Ahora bien, según Sampay, la relación
entre la constitución escrita y la real puede darse de diversas formas y
para explicar el tipo de vínculos posibles recurre a la nomenclatura del
jurista alemán Karl Loewenstein quien aplica lo que llama un análisis ontológico que permite establecer las
relaciones entre la palabra de la constitución y el poder real de una sociedad.
La hipótesis de Loewenstein es que las perspectivas positivistas que sólo se
fijan en la letra de la constitución pasan por alto que para que ésta tenga
validez hay que observar qué es lo que hacen los detentadores y los
destinatarios del poder con ella. Así,
si la constitución escrita reproduce
los intereses de la clase social que compone la constitución real se está frente a una constitución semántica que no hace más que reproducir los intereses
de la clase dominante en detrimento del resto del cuerpo social; si, por el
contrario, la constitución escrita va
en contra de los intereses de la real
existe el riesgo de que se caiga en una constitución cuyas prescripciones
queden en una pura letra vacía sin fuerza obligatoria, transformándose así en
una constitución meramente nominal;
por último si la constitución escrita
logra de algún modo ser aceptada por los detentadores y por los destinatarios
del poder, es posible que se dé una relación simbiótica entre ésta y la real que devenga en una constitución normativa donde la ley y el
proceso político existente fuesen de la mano (en el artículo citado Sampay cree
que una constitución normativa podría
darse con una constitución escrita
que vehiculice los intereses de la clase popular determinando, por ejemplo, que
los principales medios de producción sean bienes públicos).
Las categorías aquí expuestas son
pasibles de ser revisadas y en muchos casos son hijas de ciertos presupuestos
controvertibles. Con todo, y a los fines de este trabajo pueden servir para
elevar las condiciones del debate actual acerca de la reforma constitucional.
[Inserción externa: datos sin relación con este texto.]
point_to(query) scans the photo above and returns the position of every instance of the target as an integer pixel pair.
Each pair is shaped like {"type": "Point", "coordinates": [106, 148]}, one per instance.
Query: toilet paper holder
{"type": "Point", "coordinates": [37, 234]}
En esta línea adelanto algunas preguntas: ¿la constitución escrita vigente en la Argentina es una constitución semántica en el sentido de
que vehiculiza y eterniza los intereses de la clase dominante que es la que
finalmente la instituye? ¿O acaso el kirchnerismo está poniendo en cuestión esa
legitimidad y el grupo social que acompaña las transformaciones de la última
década comienza a sentir que la constitución vigente es nominal respecto de sus necesidades? ¿Y si estuviéramos en un
escenario en el que la clase social dominante sigue siendo la misma pero existe
la posibilidad de que un nuevo grupo pujante modifique la constitución escrita poniéndola contra aquellos intereses? ¿Es
posible ello? ¿Cuál sería el desenlace? ¿Una derogación de facto como la que se
produjo en 1957 con la constitución que le daba rango supralegal a las
conquistas sociales del primer peronismo o la confirmación de un avance
inequívoco en el que emerge una nueva constitución
real?
Como se ve, las preguntas son muchas y
podríamos agregar un listado enorme si el
diagnóstico fuese distinto y dijéramos que el kirchnerismo que
representa a las masas populares ya se ha transformado en algo así como una clase
social dominante y que, por ello, la constitución escrita vigente debe dar
lugar a una nueva que se transformaría en semántica
o normativa según la perspectiva que
se adopte. En otras palabras, podría plantearse que la constitución real ya no es aquella que insufló a la Constitución
escrita de 1853 y que se reprodujo en 1994, sino una construcción distinta que
necesita plantar sus intereses “en el papel”. En cualquier caso, la discusión
sobre acabar con la cláusula que limita la reelección, no es irrelevante máxime
cuando puede interpretarse como elemento distintivo de la nueva conformación
política que puja. Pero sin duda, y eso es lo que intenté plantear con ese
conjunto de preguntas, un debate constitucional excede largamente la discusión
sobre la posibilidad de que se le permita a un presidente presentarse a
elecciones para, eventualmente, ser nuevamente reelegido.